4. Les terres humides ne disparaissent pas toujours sous l’effet des changements climatiques : parfois, elles se réchauffent plus tôt au printemps et atteignent une température plus élevée en été. Selon des recherches menées à ce sujet, une telle variation affecte le type et le nombre d’invertébrés qu’accueillent les terres humides, et ceux que préfèrent manger le fuligule femelle et juvénile s’y trouvent désormais en moins grand nombre. Ce changement pourrait de ce fait ralentir la croissance des canetons et entraver le développement des plumes d’ailes des jeunes et des femelles s’étant reproduites, ce qui pourrait réduire le taux de survie du canard lors de son parcours migratoire.
5. Depuis, les scientifiques se sont intéressés aux lieux de couvaison eux-mêmes et ont découvert une tendance inquiétante. Dans les forêts boréales d’Alaska et de Sibérie, les terres humides disparaissent — dans certains cas, on assiste à l’assèchement de zones entières. Ces pertes ont été associées au changement climatique, un phénomène qui, semble-t-il, aurait rompu le sceau qui entoure le pergélisol. Ce sceau retient l’eau que contiennent les terres humides et les lacs; sans lui, l’eau est absorbée dans le sol. Or, des chercheurs qui se penchaient sur plusieurs lieux de couvaison d’importance situés en Alaska ont constaté que 25 pour cent des terres humides que contenait cette région sont disparues depuis 1950, et surtout au cours des 20 dernières années. Aucune recherche n’a encore été menée au Canada sur ce changement d’habitat dans les lieux de reproduction du fuligule, mais les conclusions pourraient être les mêmes.
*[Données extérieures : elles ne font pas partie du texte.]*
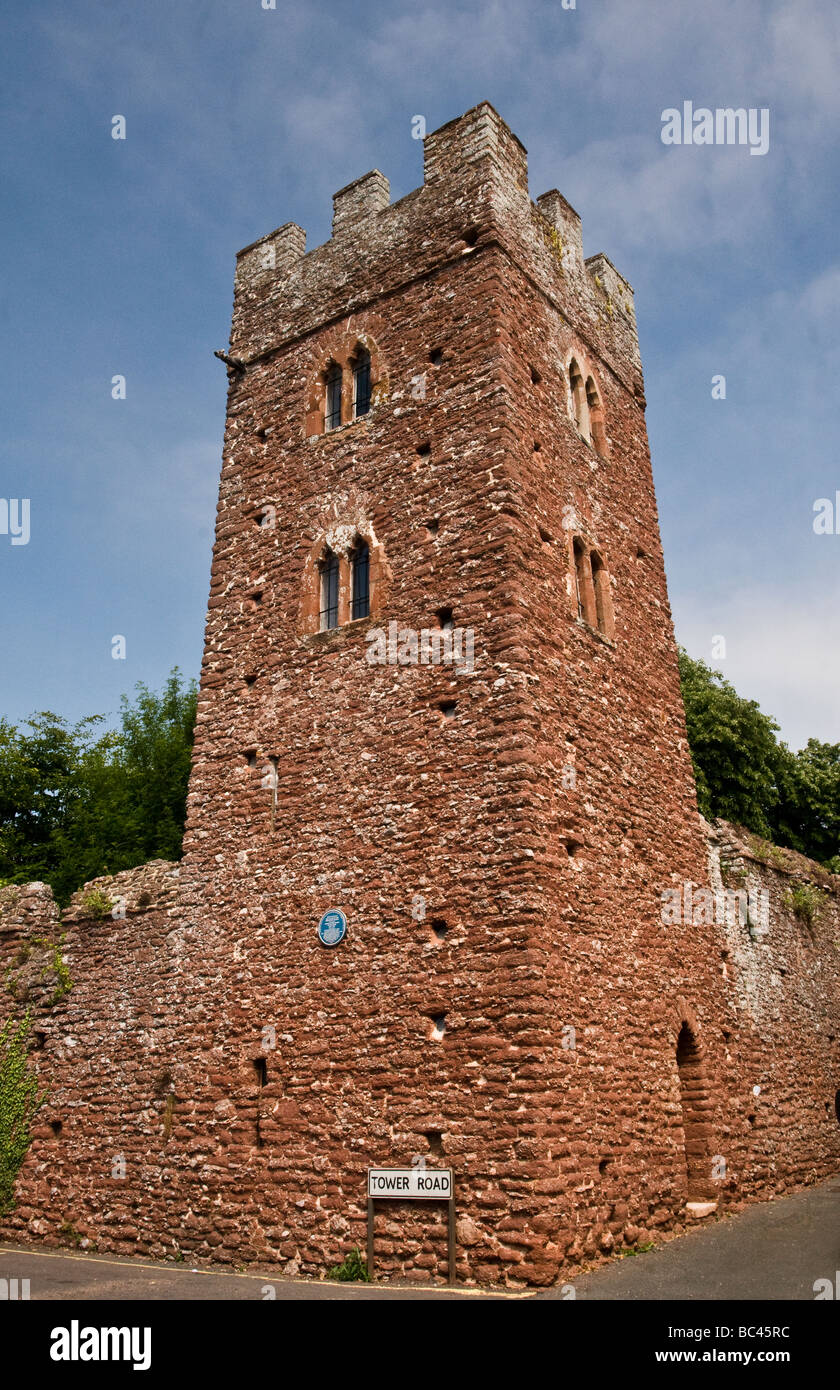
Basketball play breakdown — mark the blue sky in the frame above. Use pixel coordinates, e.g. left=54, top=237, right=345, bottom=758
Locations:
left=0, top=0, right=840, bottom=748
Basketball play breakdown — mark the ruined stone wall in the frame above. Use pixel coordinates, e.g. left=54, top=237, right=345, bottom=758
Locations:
left=0, top=106, right=840, bottom=1284
left=0, top=821, right=840, bottom=1279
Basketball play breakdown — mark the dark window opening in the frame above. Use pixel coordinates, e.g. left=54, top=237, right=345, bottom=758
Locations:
left=569, top=357, right=584, bottom=434
left=585, top=377, right=606, bottom=457
left=590, top=550, right=606, bottom=632
left=426, top=1130, right=444, bottom=1158
left=320, top=550, right=338, bottom=632
left=572, top=537, right=585, bottom=620
left=353, top=348, right=370, bottom=420
left=350, top=541, right=370, bottom=619
left=324, top=363, right=341, bottom=430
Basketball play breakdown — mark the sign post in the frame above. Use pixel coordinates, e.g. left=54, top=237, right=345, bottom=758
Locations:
left=367, top=1168, right=455, bottom=1284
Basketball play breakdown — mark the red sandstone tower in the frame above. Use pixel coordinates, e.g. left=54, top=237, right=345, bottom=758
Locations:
left=168, top=104, right=834, bottom=1283
left=0, top=104, right=840, bottom=1297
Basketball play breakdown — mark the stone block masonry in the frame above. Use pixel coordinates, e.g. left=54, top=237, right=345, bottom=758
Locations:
left=0, top=104, right=840, bottom=1286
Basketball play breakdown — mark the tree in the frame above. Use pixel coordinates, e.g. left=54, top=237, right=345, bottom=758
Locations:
left=0, top=669, right=196, bottom=904
left=679, top=648, right=780, bottom=838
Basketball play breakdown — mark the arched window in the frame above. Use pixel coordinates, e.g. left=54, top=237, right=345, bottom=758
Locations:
left=324, top=361, right=341, bottom=430
left=318, top=550, right=338, bottom=632
left=353, top=348, right=370, bottom=420
left=572, top=535, right=588, bottom=623
left=569, top=357, right=590, bottom=439
left=590, top=550, right=609, bottom=635
left=350, top=538, right=370, bottom=619
left=587, top=377, right=606, bottom=457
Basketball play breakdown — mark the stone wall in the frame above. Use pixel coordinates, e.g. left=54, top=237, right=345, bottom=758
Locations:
left=0, top=821, right=840, bottom=1282
left=1, top=104, right=840, bottom=1284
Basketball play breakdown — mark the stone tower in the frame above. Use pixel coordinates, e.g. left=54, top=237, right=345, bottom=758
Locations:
left=0, top=104, right=840, bottom=1295
left=165, top=103, right=828, bottom=1283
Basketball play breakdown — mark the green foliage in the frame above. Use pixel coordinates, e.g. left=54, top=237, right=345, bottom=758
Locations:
left=783, top=883, right=825, bottom=927
left=680, top=649, right=779, bottom=840
left=680, top=649, right=840, bottom=872
left=327, top=1245, right=371, bottom=1284
left=32, top=931, right=72, bottom=1006
left=82, top=888, right=114, bottom=922
left=0, top=1012, right=47, bottom=1216
left=0, top=670, right=196, bottom=905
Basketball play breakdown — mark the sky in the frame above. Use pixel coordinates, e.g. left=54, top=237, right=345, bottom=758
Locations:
left=0, top=0, right=840, bottom=748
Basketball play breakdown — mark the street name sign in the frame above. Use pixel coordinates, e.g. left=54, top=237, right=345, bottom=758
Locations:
left=367, top=1168, right=452, bottom=1201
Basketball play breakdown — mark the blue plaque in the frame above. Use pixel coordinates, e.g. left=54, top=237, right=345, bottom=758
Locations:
left=318, top=908, right=348, bottom=947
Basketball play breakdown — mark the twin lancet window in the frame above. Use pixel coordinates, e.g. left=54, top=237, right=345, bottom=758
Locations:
left=318, top=537, right=370, bottom=632
left=572, top=535, right=615, bottom=641
left=569, top=357, right=606, bottom=457
left=324, top=348, right=370, bottom=431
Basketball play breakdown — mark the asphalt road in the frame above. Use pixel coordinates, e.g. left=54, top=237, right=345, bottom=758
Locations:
left=0, top=1176, right=840, bottom=1301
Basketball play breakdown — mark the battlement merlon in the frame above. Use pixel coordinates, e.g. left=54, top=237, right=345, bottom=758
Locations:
left=231, top=101, right=638, bottom=368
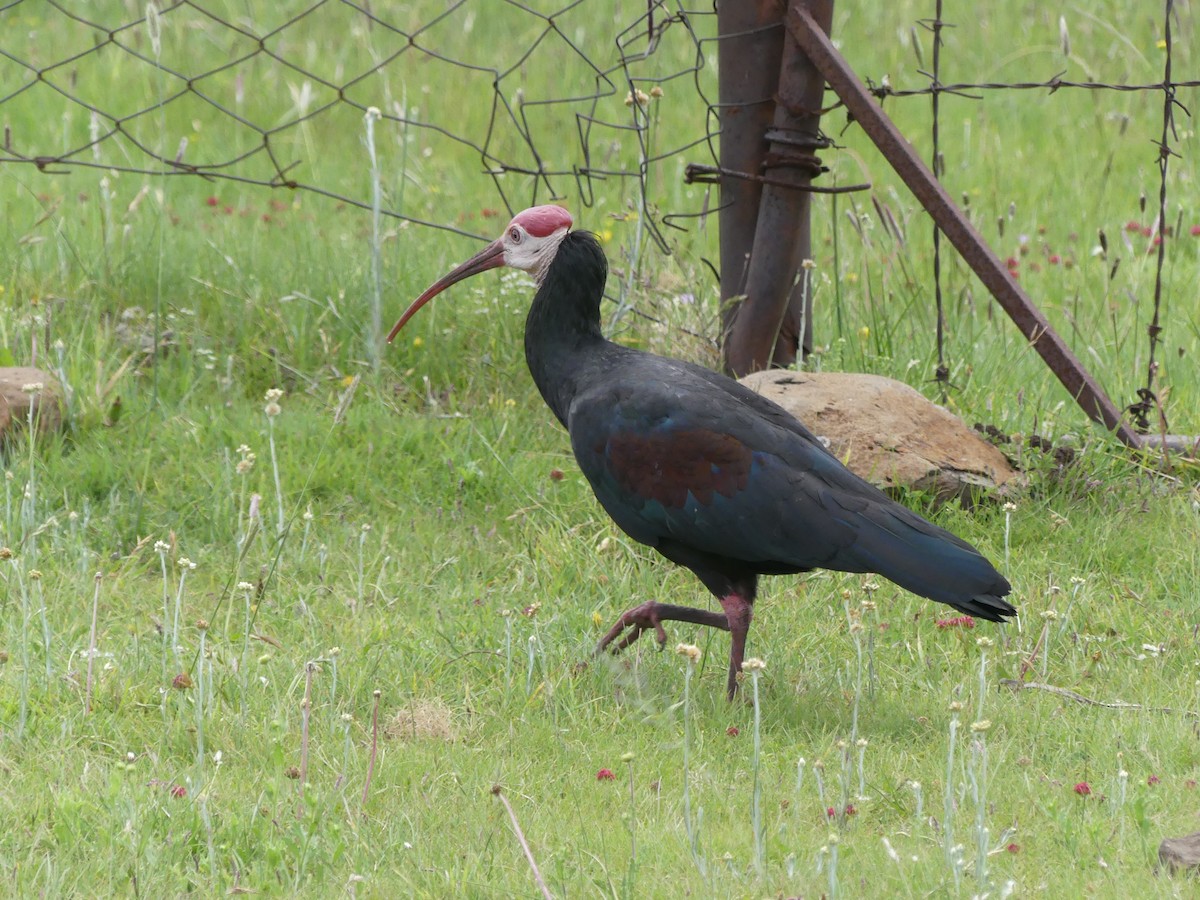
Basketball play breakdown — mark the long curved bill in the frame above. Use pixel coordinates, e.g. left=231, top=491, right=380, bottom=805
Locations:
left=388, top=241, right=504, bottom=343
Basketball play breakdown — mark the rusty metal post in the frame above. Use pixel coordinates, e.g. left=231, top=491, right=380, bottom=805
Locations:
left=716, top=0, right=785, bottom=367
left=725, top=0, right=833, bottom=376
left=787, top=5, right=1141, bottom=448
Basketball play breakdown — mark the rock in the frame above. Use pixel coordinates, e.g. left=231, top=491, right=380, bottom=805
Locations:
left=0, top=366, right=62, bottom=442
left=1158, top=832, right=1200, bottom=871
left=742, top=370, right=1024, bottom=504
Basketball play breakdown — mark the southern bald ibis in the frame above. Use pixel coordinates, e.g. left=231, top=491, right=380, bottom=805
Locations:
left=388, top=206, right=1016, bottom=700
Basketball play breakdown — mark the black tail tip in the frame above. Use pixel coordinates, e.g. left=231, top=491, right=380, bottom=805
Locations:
left=950, top=592, right=1016, bottom=622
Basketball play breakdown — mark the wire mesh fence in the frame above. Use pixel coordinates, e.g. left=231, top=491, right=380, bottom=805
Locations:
left=0, top=0, right=714, bottom=243
left=0, top=0, right=1200, bottom=428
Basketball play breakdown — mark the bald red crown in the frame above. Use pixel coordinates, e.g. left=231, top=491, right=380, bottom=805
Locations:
left=512, top=205, right=574, bottom=238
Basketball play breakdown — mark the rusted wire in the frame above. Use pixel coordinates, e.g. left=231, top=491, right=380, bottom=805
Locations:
left=1129, top=0, right=1182, bottom=434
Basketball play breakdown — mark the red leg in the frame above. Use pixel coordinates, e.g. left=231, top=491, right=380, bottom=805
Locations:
left=596, top=600, right=730, bottom=654
left=721, top=594, right=754, bottom=700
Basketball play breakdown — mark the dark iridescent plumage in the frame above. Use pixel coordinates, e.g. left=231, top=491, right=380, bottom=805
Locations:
left=393, top=208, right=1015, bottom=697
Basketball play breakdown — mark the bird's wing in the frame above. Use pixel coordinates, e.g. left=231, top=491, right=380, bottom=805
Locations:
left=568, top=354, right=1012, bottom=618
left=568, top=366, right=860, bottom=568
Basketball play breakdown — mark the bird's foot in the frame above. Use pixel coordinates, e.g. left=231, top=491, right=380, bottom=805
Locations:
left=595, top=600, right=667, bottom=656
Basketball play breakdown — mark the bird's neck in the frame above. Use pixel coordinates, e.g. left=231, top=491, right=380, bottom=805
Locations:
left=524, top=232, right=610, bottom=426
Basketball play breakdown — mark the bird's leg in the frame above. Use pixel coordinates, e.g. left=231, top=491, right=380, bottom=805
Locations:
left=595, top=600, right=724, bottom=655
left=720, top=593, right=754, bottom=700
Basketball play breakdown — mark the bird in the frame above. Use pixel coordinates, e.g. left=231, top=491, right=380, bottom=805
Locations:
left=388, top=205, right=1016, bottom=701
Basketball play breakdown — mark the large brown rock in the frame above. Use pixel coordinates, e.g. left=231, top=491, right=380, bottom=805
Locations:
left=742, top=370, right=1024, bottom=503
left=0, top=366, right=62, bottom=442
left=1158, top=832, right=1200, bottom=872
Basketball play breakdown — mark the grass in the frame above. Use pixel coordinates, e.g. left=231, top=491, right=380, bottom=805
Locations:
left=0, top=4, right=1200, bottom=896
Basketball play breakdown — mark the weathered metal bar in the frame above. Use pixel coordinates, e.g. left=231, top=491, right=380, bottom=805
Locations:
left=683, top=162, right=871, bottom=193
left=725, top=0, right=833, bottom=376
left=787, top=5, right=1141, bottom=448
left=716, top=0, right=785, bottom=367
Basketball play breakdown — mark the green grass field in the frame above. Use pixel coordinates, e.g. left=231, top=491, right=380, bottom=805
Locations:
left=0, top=0, right=1200, bottom=898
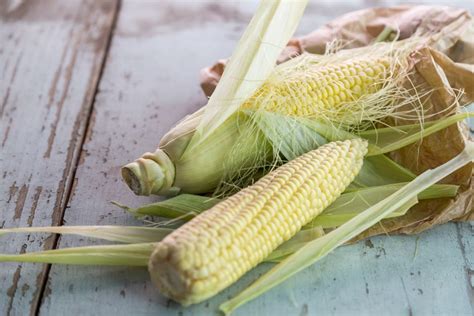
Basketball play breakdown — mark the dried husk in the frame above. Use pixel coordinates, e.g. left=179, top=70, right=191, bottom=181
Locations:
left=201, top=6, right=474, bottom=239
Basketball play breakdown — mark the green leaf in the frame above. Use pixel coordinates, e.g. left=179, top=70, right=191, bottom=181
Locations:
left=0, top=243, right=155, bottom=267
left=265, top=226, right=324, bottom=262
left=190, top=0, right=307, bottom=150
left=303, top=182, right=458, bottom=229
left=220, top=143, right=474, bottom=314
left=0, top=226, right=172, bottom=244
left=348, top=155, right=416, bottom=191
left=252, top=111, right=327, bottom=160
left=358, top=112, right=474, bottom=156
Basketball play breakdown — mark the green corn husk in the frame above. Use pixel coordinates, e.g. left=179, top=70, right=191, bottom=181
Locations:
left=0, top=225, right=173, bottom=244
left=220, top=142, right=474, bottom=315
left=122, top=103, right=474, bottom=195
left=115, top=181, right=458, bottom=229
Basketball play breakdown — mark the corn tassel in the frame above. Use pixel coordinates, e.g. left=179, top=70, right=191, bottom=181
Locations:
left=149, top=139, right=367, bottom=305
left=242, top=58, right=390, bottom=117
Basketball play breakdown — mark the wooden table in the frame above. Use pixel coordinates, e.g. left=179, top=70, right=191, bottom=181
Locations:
left=0, top=0, right=474, bottom=316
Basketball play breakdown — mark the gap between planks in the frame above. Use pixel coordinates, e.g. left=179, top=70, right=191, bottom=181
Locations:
left=30, top=0, right=122, bottom=315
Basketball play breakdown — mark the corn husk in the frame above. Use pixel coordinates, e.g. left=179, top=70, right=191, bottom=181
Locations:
left=201, top=6, right=474, bottom=239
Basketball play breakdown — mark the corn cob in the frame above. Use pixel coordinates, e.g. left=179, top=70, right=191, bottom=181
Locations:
left=122, top=57, right=390, bottom=195
left=122, top=109, right=272, bottom=195
left=242, top=58, right=390, bottom=117
left=149, top=139, right=367, bottom=305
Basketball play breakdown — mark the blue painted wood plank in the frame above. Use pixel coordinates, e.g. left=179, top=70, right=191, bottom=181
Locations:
left=35, top=1, right=473, bottom=316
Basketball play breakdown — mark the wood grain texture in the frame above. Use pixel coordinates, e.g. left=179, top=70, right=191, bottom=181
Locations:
left=0, top=0, right=474, bottom=315
left=0, top=0, right=116, bottom=315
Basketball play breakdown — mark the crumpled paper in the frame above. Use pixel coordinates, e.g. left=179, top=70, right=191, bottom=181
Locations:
left=201, top=6, right=474, bottom=239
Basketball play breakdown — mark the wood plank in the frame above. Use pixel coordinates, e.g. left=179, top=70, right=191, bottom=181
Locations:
left=0, top=0, right=117, bottom=315
left=40, top=1, right=471, bottom=315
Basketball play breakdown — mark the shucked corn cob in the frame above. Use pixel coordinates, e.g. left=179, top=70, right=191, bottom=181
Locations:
left=149, top=139, right=367, bottom=305
left=242, top=58, right=390, bottom=117
left=122, top=57, right=390, bottom=195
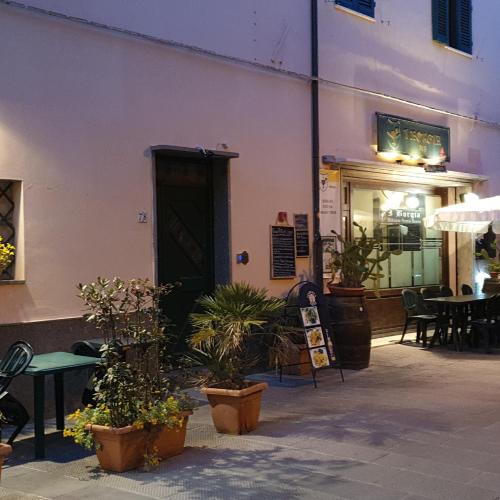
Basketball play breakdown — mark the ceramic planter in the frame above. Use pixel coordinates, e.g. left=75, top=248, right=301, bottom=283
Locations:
left=202, top=382, right=267, bottom=434
left=0, top=443, right=12, bottom=478
left=89, top=412, right=192, bottom=472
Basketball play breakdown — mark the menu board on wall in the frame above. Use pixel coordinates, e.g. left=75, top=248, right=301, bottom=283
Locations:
left=293, top=214, right=309, bottom=257
left=319, top=168, right=341, bottom=236
left=271, top=226, right=297, bottom=279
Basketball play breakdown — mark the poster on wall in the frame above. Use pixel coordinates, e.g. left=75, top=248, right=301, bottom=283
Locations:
left=271, top=226, right=297, bottom=279
left=319, top=168, right=341, bottom=236
left=293, top=214, right=309, bottom=257
left=321, top=236, right=337, bottom=278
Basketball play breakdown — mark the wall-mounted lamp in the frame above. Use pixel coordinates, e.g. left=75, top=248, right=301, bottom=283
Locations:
left=460, top=193, right=479, bottom=203
left=405, top=195, right=420, bottom=210
left=236, top=251, right=250, bottom=266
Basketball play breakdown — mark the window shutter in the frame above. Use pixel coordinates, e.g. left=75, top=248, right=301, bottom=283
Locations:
left=358, top=0, right=375, bottom=17
left=456, top=0, right=472, bottom=54
left=335, top=0, right=375, bottom=17
left=432, top=0, right=450, bottom=45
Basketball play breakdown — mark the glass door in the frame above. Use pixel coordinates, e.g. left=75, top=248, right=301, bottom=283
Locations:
left=349, top=184, right=443, bottom=289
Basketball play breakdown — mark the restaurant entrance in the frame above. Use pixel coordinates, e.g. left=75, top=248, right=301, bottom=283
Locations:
left=342, top=179, right=449, bottom=334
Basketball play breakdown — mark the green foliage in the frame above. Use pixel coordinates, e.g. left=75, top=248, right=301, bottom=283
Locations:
left=64, top=396, right=183, bottom=456
left=190, top=283, right=290, bottom=389
left=0, top=236, right=16, bottom=274
left=66, top=277, right=194, bottom=458
left=331, top=222, right=401, bottom=293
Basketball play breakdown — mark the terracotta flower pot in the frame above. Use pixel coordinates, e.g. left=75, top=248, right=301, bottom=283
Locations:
left=89, top=412, right=192, bottom=472
left=0, top=443, right=12, bottom=478
left=90, top=425, right=148, bottom=472
left=202, top=382, right=268, bottom=434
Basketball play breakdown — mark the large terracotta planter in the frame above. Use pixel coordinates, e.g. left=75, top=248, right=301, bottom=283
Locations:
left=89, top=412, right=192, bottom=472
left=202, top=382, right=267, bottom=434
left=90, top=425, right=148, bottom=472
left=0, top=443, right=12, bottom=479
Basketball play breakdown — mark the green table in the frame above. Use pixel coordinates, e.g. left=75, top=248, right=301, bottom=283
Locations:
left=24, top=352, right=100, bottom=458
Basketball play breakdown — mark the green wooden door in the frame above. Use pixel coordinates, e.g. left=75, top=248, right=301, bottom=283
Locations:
left=156, top=157, right=214, bottom=348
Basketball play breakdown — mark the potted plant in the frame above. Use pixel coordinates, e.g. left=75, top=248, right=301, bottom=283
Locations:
left=328, top=222, right=401, bottom=296
left=65, top=278, right=193, bottom=472
left=328, top=222, right=401, bottom=370
left=190, top=283, right=290, bottom=434
left=0, top=236, right=16, bottom=276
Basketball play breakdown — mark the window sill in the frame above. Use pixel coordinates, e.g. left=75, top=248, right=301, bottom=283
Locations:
left=435, top=42, right=474, bottom=59
left=335, top=4, right=376, bottom=23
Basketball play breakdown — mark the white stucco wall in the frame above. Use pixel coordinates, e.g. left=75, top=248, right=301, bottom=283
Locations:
left=318, top=0, right=500, bottom=195
left=12, top=0, right=310, bottom=73
left=0, top=5, right=311, bottom=323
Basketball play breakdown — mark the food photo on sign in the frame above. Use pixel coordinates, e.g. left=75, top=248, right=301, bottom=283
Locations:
left=306, top=326, right=325, bottom=348
left=310, top=347, right=330, bottom=368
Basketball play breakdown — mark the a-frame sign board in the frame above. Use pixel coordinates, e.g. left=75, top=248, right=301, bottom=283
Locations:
left=286, top=281, right=344, bottom=388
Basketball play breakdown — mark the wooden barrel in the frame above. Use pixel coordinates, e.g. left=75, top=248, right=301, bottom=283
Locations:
left=326, top=294, right=372, bottom=370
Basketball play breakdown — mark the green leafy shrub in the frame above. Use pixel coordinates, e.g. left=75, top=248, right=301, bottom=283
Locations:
left=65, top=277, right=194, bottom=458
left=190, top=283, right=293, bottom=389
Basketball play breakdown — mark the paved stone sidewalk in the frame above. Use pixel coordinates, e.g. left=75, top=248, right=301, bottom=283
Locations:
left=0, top=345, right=500, bottom=500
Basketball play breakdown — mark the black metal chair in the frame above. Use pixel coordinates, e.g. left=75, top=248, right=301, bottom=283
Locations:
left=420, top=287, right=453, bottom=347
left=471, top=294, right=500, bottom=353
left=399, top=288, right=438, bottom=347
left=0, top=340, right=33, bottom=444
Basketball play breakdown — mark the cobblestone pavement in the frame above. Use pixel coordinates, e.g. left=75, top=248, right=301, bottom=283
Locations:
left=0, top=345, right=500, bottom=500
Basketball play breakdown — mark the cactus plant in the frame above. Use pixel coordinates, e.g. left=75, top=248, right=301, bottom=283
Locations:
left=331, top=222, right=401, bottom=295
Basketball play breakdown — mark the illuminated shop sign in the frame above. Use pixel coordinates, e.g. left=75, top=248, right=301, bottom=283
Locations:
left=377, top=113, right=450, bottom=164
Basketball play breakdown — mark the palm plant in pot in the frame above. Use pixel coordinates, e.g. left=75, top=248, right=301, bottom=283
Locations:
left=190, top=283, right=290, bottom=434
left=65, top=278, right=193, bottom=472
left=328, top=222, right=401, bottom=370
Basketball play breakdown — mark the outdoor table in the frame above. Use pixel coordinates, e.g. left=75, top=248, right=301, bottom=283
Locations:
left=424, top=293, right=494, bottom=350
left=24, top=352, right=100, bottom=458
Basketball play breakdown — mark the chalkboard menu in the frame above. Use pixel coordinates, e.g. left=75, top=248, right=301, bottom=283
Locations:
left=271, top=226, right=297, bottom=279
left=293, top=214, right=309, bottom=257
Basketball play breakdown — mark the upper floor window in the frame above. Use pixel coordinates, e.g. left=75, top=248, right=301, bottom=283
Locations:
left=335, top=0, right=375, bottom=17
left=432, top=0, right=472, bottom=54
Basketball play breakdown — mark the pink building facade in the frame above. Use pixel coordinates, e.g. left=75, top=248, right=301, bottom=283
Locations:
left=0, top=0, right=494, bottom=344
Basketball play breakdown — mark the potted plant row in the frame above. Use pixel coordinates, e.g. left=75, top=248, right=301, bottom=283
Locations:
left=64, top=278, right=194, bottom=472
left=64, top=278, right=291, bottom=472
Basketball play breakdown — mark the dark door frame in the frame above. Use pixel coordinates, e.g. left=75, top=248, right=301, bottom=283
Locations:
left=151, top=145, right=240, bottom=290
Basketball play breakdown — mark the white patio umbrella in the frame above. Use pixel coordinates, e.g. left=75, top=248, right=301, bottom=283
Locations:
left=425, top=196, right=500, bottom=234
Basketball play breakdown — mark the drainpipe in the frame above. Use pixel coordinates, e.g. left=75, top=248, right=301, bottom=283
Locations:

6. Il est également possible qu'une diminution du piégeage a augmenté les populations de prédateurs des fuligules dans certaines régions. De toute évidence, l’histoire du fuligule n’est pas terminée, et il s’agit sans doute d’un oiseau à surveiller de près.
Alerte à l'envahisseur!
La moule zébrée a fait son entrée au Canada en 1986 comme passagère clandestine des eaux de ballast dans les cales de navires venues d’Europe et d’Asie qui circulaient dans le fleuve Saint-Laurent et ils continuent à se répandre. Les Grands lacs offraient l’habitat idéal pour la moule zébrée qui s’y épanouit à un point tel qu’elle est désormais l’une des dix espèces aquatiques les plus invasives en Amérique du Nord. Mais comment un si petit mollusque peut-il causer tant de dommages? Pour comprendre, il faut savoir qu’une moule zébrée peut pondre un million d’œufs dans l’espace d’un été. Cette productivité remarquable mène à la création d’immenses colonies de moules zébrées qui ne tardent pas à faire concurrence aux moules indigènes, lesquelles finissent par être étouffées. Toutes ces moules ont beaucoup d’appétit, et leur technique d’alimentation par filtration est tellement efficace qu’elles finissent par éliminer la quasi totalité du plancton dans la colonne d’eau. Non seulement cette situation a-t-elle un effet important sur les réseaux alimentaires indigènes, mais la transparence accrue des eaux qui en résulte crée les conditions idéales pour des problèmes d’écosystème tels la formation de floraisons d'algues toxiques. La moule zébrée se répand quand sa larve microscopique, dite larve véligère, réussit à s’infiltrer dans le vivier d’un bateau. Ainsi, tout comme on nous conseille de ne jamais prendre à bord des gens qui font de l’auto-stop, pensez à prendre quelques précautions très simples la prochaine fois que vous irez sur l’eau. Vous veillerez à la sûreté des habitats aquatiques en empêchant la moule zébrée de se rendre à une nouvelle destination!